The Mashrabiya Connection
Architects in Arab countries developed to an art form the mashrabiya: the latticed box bay window that encourages air flow, cuts sunlight, cools the interior, and offers privacy without sacrificing the view outside. Not to mention the beauty of its intricate patterns.
The geometrical motifs on the minaret of the Grande Mosquée de Paris are reminiscent of mashrabiya screens:
The mashrabiya has entered the international architectural syntax, with noteworthy examples in Paris.*
Ministry of Culture and Communication: wrapped in mesh
I chanced upon the headquarters of the Ministère de la Culture et de la Communication, a building enveloped in latticed ironwork:
My first thought was that scaffolding had been erected around the building for major renovations. But not even Parisians make scaffolding that resembles intricate Art Nouveau lace . . .

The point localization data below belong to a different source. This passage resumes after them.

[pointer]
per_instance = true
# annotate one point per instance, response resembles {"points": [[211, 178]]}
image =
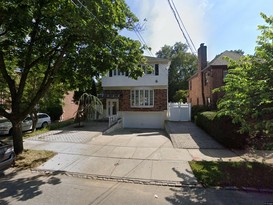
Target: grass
{"points": [[239, 174], [29, 159], [53, 126]]}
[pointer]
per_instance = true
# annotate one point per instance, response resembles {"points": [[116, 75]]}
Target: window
{"points": [[152, 70], [116, 72], [225, 72], [206, 77], [142, 98]]}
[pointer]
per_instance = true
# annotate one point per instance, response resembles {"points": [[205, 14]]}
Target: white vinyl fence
{"points": [[179, 112]]}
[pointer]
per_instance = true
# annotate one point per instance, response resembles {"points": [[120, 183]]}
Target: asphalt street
{"points": [[31, 188]]}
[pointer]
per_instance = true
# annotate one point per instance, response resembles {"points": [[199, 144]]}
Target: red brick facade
{"points": [[69, 108], [208, 78], [160, 100]]}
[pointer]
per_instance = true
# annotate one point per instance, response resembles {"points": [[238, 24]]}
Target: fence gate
{"points": [[179, 112]]}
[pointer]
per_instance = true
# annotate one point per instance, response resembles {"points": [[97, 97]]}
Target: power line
{"points": [[182, 27], [142, 40], [95, 17]]}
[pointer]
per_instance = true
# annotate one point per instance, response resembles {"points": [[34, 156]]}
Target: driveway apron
{"points": [[132, 155]]}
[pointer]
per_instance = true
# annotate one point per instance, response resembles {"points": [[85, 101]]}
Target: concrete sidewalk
{"points": [[144, 156], [201, 146], [132, 155]]}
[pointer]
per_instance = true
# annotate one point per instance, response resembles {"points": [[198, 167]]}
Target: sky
{"points": [[219, 24]]}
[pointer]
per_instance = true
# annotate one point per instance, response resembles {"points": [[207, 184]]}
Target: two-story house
{"points": [[209, 76], [140, 103]]}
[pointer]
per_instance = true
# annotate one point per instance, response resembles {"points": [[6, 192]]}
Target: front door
{"points": [[112, 107]]}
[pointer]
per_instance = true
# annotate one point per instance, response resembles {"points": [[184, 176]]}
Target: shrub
{"points": [[197, 109], [54, 112], [222, 129]]}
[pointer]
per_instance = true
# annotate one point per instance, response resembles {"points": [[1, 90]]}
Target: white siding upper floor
{"points": [[158, 77]]}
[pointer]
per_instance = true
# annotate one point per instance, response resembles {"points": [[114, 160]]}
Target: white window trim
{"points": [[141, 102]]}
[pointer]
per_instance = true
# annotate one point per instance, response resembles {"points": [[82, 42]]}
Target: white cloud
{"points": [[161, 27]]}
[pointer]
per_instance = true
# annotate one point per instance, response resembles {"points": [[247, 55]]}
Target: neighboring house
{"points": [[208, 77], [140, 103]]}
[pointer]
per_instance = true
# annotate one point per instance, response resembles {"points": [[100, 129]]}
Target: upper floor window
{"points": [[152, 69], [225, 72], [142, 98], [117, 72]]}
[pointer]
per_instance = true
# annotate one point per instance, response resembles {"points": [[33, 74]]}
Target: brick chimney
{"points": [[202, 57]]}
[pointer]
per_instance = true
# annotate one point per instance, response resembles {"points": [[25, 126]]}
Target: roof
{"points": [[157, 60], [220, 59]]}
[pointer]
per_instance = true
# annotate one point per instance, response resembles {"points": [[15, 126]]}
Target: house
{"points": [[140, 103], [208, 77], [69, 107]]}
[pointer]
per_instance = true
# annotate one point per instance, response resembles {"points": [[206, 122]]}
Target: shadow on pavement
{"points": [[185, 194], [22, 187], [98, 126]]}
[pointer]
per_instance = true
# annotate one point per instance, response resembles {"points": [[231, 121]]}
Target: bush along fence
{"points": [[222, 129]]}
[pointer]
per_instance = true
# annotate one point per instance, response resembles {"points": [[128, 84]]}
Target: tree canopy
{"points": [[59, 41], [248, 87], [183, 65]]}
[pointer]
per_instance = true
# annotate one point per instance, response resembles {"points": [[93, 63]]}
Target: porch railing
{"points": [[113, 119]]}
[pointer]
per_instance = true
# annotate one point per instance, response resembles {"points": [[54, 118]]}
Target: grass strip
{"points": [[32, 158], [239, 174]]}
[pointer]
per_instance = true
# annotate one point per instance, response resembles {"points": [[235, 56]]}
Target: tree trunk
{"points": [[17, 137], [34, 118]]}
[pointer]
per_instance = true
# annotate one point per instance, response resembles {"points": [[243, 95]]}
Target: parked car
{"points": [[7, 156], [6, 126], [43, 120]]}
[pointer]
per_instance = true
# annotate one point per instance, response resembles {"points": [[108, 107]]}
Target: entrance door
{"points": [[112, 107]]}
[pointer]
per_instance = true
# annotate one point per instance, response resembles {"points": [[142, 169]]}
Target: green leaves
{"points": [[248, 91]]}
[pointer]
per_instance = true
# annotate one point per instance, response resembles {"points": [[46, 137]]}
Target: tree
{"points": [[62, 41], [183, 66], [248, 90]]}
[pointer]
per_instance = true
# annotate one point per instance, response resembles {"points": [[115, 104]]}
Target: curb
{"points": [[120, 179], [166, 183]]}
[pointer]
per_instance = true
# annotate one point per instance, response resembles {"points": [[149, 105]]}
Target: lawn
{"points": [[239, 174], [32, 158]]}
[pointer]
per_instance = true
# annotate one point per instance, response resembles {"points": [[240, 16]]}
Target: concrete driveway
{"points": [[132, 155], [146, 156]]}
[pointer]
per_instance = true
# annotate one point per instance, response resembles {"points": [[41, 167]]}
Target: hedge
{"points": [[222, 130]]}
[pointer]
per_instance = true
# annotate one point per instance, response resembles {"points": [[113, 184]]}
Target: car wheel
{"points": [[45, 124]]}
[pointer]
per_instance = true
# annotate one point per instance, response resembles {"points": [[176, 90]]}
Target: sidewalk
{"points": [[144, 156], [186, 135]]}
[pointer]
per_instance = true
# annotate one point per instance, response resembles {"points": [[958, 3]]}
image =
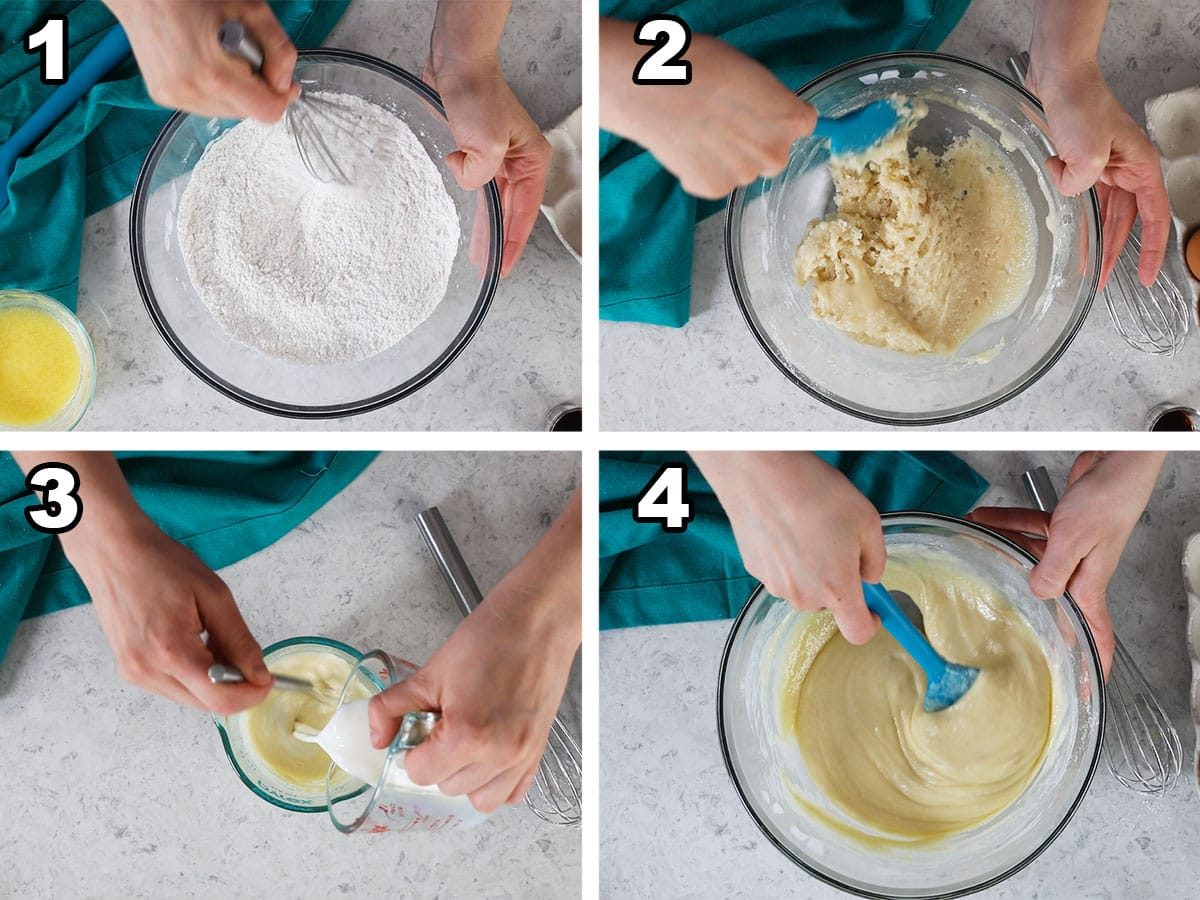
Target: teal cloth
{"points": [[90, 159], [222, 505], [653, 577], [646, 217]]}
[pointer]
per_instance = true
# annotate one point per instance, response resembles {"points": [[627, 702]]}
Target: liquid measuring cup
{"points": [[394, 803]]}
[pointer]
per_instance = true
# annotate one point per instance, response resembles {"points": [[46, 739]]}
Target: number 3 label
{"points": [[671, 39], [61, 508], [665, 499]]}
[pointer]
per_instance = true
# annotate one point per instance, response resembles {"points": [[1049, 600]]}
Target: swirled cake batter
{"points": [[271, 724], [924, 250], [865, 738]]}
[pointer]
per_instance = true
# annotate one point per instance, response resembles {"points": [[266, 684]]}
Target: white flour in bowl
{"points": [[319, 273]]}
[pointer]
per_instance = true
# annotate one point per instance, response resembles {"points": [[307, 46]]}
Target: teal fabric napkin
{"points": [[646, 219], [652, 577], [222, 505], [91, 157]]}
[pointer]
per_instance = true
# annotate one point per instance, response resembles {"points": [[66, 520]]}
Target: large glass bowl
{"points": [[283, 387], [768, 220], [768, 772]]}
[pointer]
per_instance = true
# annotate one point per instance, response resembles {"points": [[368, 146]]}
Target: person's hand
{"points": [[1080, 544], [499, 678], [803, 529], [154, 598], [185, 67], [1098, 144], [732, 124], [496, 138]]}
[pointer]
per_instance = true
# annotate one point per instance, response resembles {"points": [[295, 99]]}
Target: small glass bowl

How did this transformation come about? The Ministry of Culture and Communication, in need of consolidating various offices into its headquarters, selected two very different adjacent buildings, constructed forty years apart: a 1919 edifice (in the Haussmannian continuum) and a 1960 glass office building whose style I can only describe as nondescript.
In 2005, architect Francis Soler brought the two contrasting buildings into harmony by wrapping them in metallic latticework reminiscent of Art Nouveau style, especially in its curvilinear designs. For comparison with Soler’s mesh, below is the balcony railing at the Art Nouveau Hôtel Guimard:
The two halves of the balcony railing above are symmetrical. Although Art Nouveau buildings generally eschewed symmetry, it was considered acceptable for smaller elements such as the railing.
Likewise, the individual panels of Soler’s computer-generated mesh form mirror images:
As far as I can tell, each section of latticework and its mirror image is different from the others. Compounding the complexity of the effect are reflections in the glass windows, as well as the shadows cast onto the building’s façade:
The rescued car factory of Panhard and Levassor
Below is the sole surviving structure of the former Panhard and Levassor automobile factory. In 1967, the factory was briefly absorbed by Citroën before shutting down, after which most of the buildings were demolished. By 2017, the surviving structure was converted into office space. On the roof, at either end of the building, the architects designed a large addition clad in metal latticework matching the colour of the bricks.
“Nest” and “trellis”: two mashrabiyas in ZAC Masséna
Below are two contemporary buildings in the urban development zone of ZAC Masséna that borrow the mashrabiya concept. The “Nest” is a 2013 office and apartment building:
Architect Ricciotti says that the wooden “sticks” of the nest “recall the image of a bird’s nest on the scale of the voracious Pterodactyl.”
Below, an existing building in ZAC Masséna received a playful update with a checkerboard pattern of light green panels perforated to suggest plants climbing a trellis. The very material of the panels is inventive: a patented fiber-reinforced concrete.
Grenelle media centre
A perforated steel veil drapes along the lower floors of a renovated media centre:
Église Notre-Dame-de l’Arche-d’Alliance
The architecture of the contemporary church below is probably not part of the mashrabiya continuum — the metal grid doesn’t function as a brise-soleil (sun blocker), and its structure has a symbolic meaning unique to the church. However, the 1998 church displays an interesting (to say the least) use of the mesh concept.
* Perhaps the earliest and most spectacular of the architectural use of the mashrabiya in Paris is the Institut du Monde Arabe (1987), which I plan to visit on my next trip.